Extrachromosomal DNA is any DNA that is found outside of the nucleus of a cell. It is also referred to as extranuclear DNA or cytoplasmic DNA. Most DNA in an individual genome is found in chromosomes but DNA found outside of the nucleus also serves important biological functions.
In the evolution of cancer, the most vicious circle may be that perpetrated by circular DNA, which is also known as extrachromosomal DNA (ecDNA). According to a new study, ecDNA is found in nearly half of all types of tumors, and it encodes multiple copies of driver oncogenes, or cancer-driving genes. Worse, driver oncogenes appear to be more harmful in ecDNA than in chromosomal DNA. Driver oncogenes in ecDNA contribute to tumor heterogeneity and drug resistance.
These new findings appeared February 8 in the journal Nature, in an article entitled, “Extrachromosomal Oncogene Amplification Drives Tumour Evolution and Genetic Heterogeneity.” The article indicates that ecDNA, once thought to be rare in tumor cells, is actually very common and seems to play a fundamental role in tumor evolution. The article’s main point—that ecDNA contributes to accelerated evolution in cancer—could lead to new ways to prevent and treat many malignancies.
The Nature paper is based on a study led by an interdisciplinary team led jointly by Paul Mischel, M.D., a member of the Ludwig Institute for Cancer Research, and Vineet Bafna, Ph.D., a professor at the University of California San Diego School of Medicine. The scientists analyzed cells from 17 different types of cancer to explore ecDNA. They also analyzed the structure and function of chromosomes of 2572 dividing cells during metaphase, and they developed a software package called ECdetect to conduct unbiased, integrated ecDNA detection and analysis.
“Here we show that ecDNA was found in nearly half of human cancers; its frequency varied by tumour type, but it was almost never found in normal cells,” wrote the authors of the Nature paper. “Driver oncogenes were amplified most commonly in ecDNA, thereby increasing transcript level.”
Essentially, the researchers showed that ecDNA plays a far bigger role in the growth, diversity, and drug resistance of cancer cells than the same genes housed on chromosomes in such tumors.
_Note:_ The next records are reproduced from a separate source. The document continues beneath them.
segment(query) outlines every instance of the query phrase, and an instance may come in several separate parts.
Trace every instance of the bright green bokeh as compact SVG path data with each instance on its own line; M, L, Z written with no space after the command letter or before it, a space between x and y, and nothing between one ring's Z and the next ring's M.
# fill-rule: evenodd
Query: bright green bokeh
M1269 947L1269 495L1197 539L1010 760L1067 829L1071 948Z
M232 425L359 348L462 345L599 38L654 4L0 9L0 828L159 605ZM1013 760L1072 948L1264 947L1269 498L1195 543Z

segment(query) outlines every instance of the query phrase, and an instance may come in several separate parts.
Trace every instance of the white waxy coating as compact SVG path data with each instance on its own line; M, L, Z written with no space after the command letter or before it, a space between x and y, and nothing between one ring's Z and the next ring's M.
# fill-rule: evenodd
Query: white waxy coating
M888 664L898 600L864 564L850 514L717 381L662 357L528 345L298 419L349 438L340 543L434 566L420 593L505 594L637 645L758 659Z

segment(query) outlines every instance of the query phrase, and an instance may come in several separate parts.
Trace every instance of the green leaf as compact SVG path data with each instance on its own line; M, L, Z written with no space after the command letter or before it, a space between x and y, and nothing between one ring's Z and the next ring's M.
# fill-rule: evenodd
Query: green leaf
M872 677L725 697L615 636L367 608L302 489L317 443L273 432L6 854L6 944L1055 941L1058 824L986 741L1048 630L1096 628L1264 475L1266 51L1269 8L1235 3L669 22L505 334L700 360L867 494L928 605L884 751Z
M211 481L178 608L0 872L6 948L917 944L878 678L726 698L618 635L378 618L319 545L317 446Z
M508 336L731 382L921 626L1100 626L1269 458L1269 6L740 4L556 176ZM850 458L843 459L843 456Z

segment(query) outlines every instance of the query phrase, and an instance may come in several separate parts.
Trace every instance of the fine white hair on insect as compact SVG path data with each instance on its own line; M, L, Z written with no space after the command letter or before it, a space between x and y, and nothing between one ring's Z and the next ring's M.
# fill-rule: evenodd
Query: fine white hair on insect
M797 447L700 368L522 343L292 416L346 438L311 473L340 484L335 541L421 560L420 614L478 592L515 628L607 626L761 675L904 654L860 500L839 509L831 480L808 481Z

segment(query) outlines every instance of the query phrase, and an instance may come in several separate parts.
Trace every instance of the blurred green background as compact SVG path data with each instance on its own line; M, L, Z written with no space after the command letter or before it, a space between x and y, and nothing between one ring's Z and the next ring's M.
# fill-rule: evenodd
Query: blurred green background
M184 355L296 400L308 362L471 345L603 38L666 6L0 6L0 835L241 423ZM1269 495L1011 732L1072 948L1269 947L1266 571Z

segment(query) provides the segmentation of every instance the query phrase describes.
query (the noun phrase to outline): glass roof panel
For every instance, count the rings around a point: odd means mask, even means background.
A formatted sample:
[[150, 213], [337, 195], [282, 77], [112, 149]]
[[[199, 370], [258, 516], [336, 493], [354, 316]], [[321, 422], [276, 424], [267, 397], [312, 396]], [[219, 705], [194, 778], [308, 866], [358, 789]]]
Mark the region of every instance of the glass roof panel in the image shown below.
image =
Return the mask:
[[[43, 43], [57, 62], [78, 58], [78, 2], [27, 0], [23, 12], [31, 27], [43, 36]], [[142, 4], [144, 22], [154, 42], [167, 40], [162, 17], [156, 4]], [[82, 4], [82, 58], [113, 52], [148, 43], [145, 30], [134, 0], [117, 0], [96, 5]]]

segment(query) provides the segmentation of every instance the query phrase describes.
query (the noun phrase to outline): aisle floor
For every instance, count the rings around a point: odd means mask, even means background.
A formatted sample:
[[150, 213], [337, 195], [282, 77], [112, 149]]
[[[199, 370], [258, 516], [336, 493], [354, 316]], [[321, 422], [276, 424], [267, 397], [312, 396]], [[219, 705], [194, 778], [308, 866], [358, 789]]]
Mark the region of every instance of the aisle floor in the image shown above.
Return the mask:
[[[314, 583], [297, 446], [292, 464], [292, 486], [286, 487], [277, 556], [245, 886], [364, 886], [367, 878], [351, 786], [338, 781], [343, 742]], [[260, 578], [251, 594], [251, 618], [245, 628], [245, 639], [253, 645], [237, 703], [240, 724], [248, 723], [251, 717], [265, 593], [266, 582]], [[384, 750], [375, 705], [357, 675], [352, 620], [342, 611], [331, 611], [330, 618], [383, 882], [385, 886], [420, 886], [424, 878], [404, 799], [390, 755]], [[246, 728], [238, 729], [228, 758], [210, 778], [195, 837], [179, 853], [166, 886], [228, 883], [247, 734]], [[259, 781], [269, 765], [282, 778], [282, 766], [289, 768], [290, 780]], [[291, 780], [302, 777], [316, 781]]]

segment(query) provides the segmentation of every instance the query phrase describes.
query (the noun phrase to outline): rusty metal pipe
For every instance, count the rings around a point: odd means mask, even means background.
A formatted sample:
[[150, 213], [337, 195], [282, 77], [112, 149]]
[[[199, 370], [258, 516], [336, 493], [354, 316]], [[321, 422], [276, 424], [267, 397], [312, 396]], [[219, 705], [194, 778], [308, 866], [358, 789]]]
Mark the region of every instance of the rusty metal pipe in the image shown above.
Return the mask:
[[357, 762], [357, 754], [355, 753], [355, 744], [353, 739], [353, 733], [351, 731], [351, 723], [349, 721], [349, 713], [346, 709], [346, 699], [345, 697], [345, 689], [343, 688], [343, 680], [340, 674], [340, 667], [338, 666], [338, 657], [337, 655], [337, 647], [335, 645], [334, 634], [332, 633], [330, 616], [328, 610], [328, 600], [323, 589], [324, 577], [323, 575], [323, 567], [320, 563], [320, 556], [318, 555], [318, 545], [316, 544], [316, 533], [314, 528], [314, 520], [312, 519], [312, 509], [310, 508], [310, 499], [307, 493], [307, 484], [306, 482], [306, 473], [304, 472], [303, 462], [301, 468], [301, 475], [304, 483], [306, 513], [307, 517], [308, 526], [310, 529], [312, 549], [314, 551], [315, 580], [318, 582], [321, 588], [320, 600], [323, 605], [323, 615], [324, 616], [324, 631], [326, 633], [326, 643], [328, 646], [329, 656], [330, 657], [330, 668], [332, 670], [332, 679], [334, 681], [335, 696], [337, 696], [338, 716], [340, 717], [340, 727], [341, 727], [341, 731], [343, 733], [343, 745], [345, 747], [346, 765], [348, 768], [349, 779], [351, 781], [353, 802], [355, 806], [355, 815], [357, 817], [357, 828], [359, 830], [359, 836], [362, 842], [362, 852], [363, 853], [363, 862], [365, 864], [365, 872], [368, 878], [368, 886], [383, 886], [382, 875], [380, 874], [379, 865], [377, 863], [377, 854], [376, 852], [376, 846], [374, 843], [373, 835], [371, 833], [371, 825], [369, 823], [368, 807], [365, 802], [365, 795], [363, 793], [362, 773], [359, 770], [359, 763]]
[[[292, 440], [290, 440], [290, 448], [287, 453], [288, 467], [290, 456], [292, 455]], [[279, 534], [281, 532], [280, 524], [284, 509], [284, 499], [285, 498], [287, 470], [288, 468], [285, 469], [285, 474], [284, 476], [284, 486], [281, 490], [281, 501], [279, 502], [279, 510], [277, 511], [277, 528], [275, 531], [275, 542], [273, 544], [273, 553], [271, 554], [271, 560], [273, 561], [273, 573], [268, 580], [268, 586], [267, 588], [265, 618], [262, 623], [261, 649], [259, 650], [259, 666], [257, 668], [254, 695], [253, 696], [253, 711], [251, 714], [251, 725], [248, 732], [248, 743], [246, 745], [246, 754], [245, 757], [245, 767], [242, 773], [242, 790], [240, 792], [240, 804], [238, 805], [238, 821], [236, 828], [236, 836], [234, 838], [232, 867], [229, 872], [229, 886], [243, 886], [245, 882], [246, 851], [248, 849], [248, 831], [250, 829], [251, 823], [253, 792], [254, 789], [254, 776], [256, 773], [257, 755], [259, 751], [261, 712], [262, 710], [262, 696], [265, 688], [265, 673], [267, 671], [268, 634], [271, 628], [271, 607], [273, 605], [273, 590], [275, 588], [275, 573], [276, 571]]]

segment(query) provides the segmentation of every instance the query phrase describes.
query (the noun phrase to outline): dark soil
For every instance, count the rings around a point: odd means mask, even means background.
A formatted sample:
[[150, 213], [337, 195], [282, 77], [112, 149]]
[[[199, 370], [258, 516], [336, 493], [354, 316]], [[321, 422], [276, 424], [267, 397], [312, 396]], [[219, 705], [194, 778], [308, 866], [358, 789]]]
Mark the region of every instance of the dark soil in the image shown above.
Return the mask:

“We’ve discovered something fundamental about how cancers diversify and evolve,” said Mischel. “This is an essential rethinking about what goes wrong with genes in cancer.”
The Nature paper describes how the scientists performed whole-genome sequencing, structural modeling, and cytogenetics to detect, quantify, and analyze ecDNA. They found that ecDNA was present in about 40% of tumor cell lines, but was extremely rare in normal cells. And when the scientists looked specifically at patient-derived models of brain tumors, nearly 90% of these carried ecDNA. The researchers also found that oncogenes are more likely to occur on ecDNA than on chromosomes.
“Mathematical modelling predicted that ecDNA amplification would increase oncogene copy number and intratumoural heterogeneity more effectively than chromosomal amplification,” the authors added. “We validated these predictions by quantitative analyses of cancer samples and verified their model’s predictions through experiments conducted on tumor samples from patients.”
These studies revealed that tumors are more heterogeneous when oncogenes are amplified on ecDNA instead of on chromosomes, enabling them to more rapidly achieve and maintain high levels of cancer promoting genes.
Unlike chromosomes, ecDNA is parceled out randomly to daughter cells when a tumor cell divides. So, any given cell in a tumor might have no ecDNA in its nucleus, or it might be crammed with ecDNA. And the greater the variation in oncogene copy number, the greater the heterogeneity of cells in a tumor. It is this cellular diversity that makes tumors far more resistant to environmental challenges, most notably drug therapy.
The new work was inspired by a previous study led by Mischel and reported in Science in 2014. In that study, Mischel and colleagues revealed that ecDNA plays a central role in the drug resistance of certain brain tumors.
This finding came as a surprise because, for decades, cancer biologists had focused more on which genes promote cancer rather than where those genes are located. Genomic technologies too evolved along lines that favored this type of analysis. Although a few cancer biologists in the 1960s had described the presence of ecDNA in some tumor cells, they lacked the tools to quantify ecDNA, so the phenomenon had long been considered rare and inconsequential to the development of cancer.
“It occurred to us after we made the observations published in 2014 that maybe ecDNA is a lot more common and consequential than anyone thought,” explained Mischel. “Understanding how tumor cells evolve and how they increase the copy number and variability of their drivers is likely to yield some pretty important clues about the fundamental biology of cancer and how we might be able to target it.”
Mischel his team are now working to unearth the molecular mechanisms involved in the genesis and maintenance of ecDNA and exploring how ecDNA levels change in response to changes in the tumor’s internal environment.